Whether or not you and your spouse dated in high school, you can pretend you did. Get pizza and see a cheap movie that neither of you care about so that you can make out and hold hands the whole time. Get ice cream instead of heading for the bar. There is an innocence and excitement that comes with not putting too much thought into what you’re doing or where you’re going, when you know that the real fun is in wondering if you’re going to get to third base that night or not.
Be ‘Good’ Lazy
There are two kinds of lazy. There is the lazy where you don’t bother taking time to work on your relationship and just go about your everyday business. Then there is the good lazy, where you specifically take time with your spouse to do absolutely nothing. When was the last time you and your loved one had spare time together? Get in your pajamas, order dinner in and play cards, watch guilty pleasure TV, make prank phone calls. Whatever it takes to get you laughing and get you back in the place where it feels like the moment will never end.

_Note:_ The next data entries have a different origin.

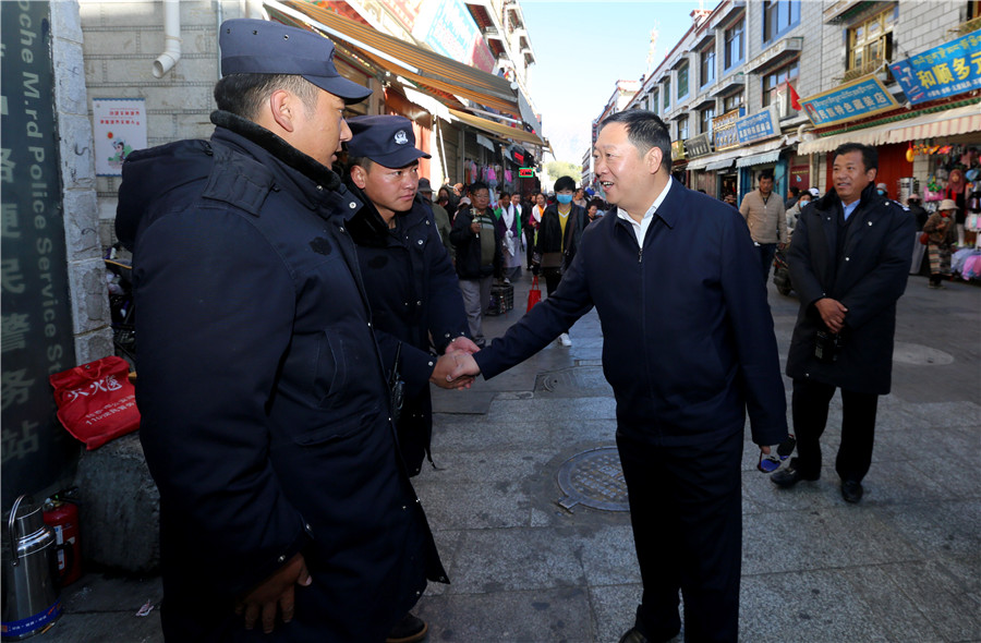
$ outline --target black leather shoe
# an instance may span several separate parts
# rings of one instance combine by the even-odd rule
[[[407,611],[388,633],[385,643],[419,643],[426,638],[428,631],[426,621]]]
[[[841,497],[845,498],[846,502],[858,502],[862,499],[864,493],[865,489],[862,488],[862,483],[857,480],[841,482]]]
[[[640,633],[637,628],[630,628],[620,636],[620,643],[650,643],[647,638]]]
[[[784,488],[784,489],[789,489],[790,487],[792,487],[794,485],[796,485],[797,483],[799,483],[802,480],[815,481],[818,478],[816,477],[804,477],[800,474],[800,472],[798,470],[794,469],[794,466],[788,466],[787,469],[780,469],[779,471],[775,471],[770,476],[770,482],[772,482],[776,486]]]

There is truth to the hackneyed expression that ‘relationships are a rollercoaster,’ but, remember, people stand in line for hours at amusement park to get on rollercoasters. People board a rollercoaster simply for the fun and terror that comes with riding it, as long as the rollercoaster has a strong foundation and doesn’t look like it’s going to collapse. Maintaining that foundation is of the utmost importance. Consider ‘date night’ part of that maintenance schedule.